15 Nisan 2009 Çarşamba

Belki Değil Mutlak

Zihinde kurgulanan hayat başka, gerçeklik bambaşkayken, idea gerçekle hiç mi hiç örtüşmezken "benim doğrum" demek anlamsız, kabul etmek gerek. Yıllardır kafayı sıyırttıran "erdem" safsatasına da pek takılmamalı bundan sonra.

Doğa ve metabolizma her dürttüğünde peşinden gitmeli. Hiç düşünmemeli kedi köpekten ne farkım kalacak diye. Sonradan iş hepten pespayeleşmesin diye duygusal bir kılıf bulunacaktır yaşananlara nasılsa. Ertesi günü, daha ertesi günü hiç mi hiç düşünmemeli illa ki.

Gerek de yok hani örselemeyeyim diye uğraşmaya. Bir ömür paramparça et önce, sonra bir gece nasıl vakit geçirsem diye düşün, yapacak bir şey bulama, koş avcunda tuzla, halloluyor gidiyor nasılsa.

Geç de olsa doğru yolu buluyor sanki Woryzover!
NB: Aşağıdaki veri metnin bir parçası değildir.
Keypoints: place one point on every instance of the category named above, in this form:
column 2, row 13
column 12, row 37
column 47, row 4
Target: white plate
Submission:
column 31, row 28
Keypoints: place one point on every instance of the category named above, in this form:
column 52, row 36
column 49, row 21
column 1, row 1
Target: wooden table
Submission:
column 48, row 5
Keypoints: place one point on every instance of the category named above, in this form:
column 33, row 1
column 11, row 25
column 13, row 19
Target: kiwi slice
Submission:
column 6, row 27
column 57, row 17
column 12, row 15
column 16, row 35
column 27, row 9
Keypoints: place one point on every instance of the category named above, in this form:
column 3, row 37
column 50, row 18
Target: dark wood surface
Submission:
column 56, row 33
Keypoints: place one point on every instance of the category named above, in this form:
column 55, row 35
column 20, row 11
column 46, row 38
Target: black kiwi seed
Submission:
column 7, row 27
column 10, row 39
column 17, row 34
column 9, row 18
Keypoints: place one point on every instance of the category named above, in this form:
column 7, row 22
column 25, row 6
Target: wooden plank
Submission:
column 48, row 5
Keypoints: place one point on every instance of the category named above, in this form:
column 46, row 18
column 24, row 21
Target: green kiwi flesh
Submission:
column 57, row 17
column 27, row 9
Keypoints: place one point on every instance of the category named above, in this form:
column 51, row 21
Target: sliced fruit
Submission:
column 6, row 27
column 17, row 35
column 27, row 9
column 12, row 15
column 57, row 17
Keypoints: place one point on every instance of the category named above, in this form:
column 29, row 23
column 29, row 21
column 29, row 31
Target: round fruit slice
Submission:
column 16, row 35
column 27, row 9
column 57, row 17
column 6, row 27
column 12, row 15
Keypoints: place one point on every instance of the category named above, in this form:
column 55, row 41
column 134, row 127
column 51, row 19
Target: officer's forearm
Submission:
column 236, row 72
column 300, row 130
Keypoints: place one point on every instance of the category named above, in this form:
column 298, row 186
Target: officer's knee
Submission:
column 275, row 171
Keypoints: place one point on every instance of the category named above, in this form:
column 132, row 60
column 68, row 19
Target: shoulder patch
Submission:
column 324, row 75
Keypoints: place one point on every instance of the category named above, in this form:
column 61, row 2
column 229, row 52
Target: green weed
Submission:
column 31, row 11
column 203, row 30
Sıkıldım, bunaldım, yıldım
demiyorsam, kendime on beş yaş triplerini yakıştıramadığımdan. Direnemiyorum demiyorsam, şimdiye kadar "diren"; takatım yok demiyorsam "ha gayret" dediklerimden utandığımdan. Bunları düşünerek, kendime kıza kıza, böyle bir post yazıyorum şimdi de, bilemiyorum neden.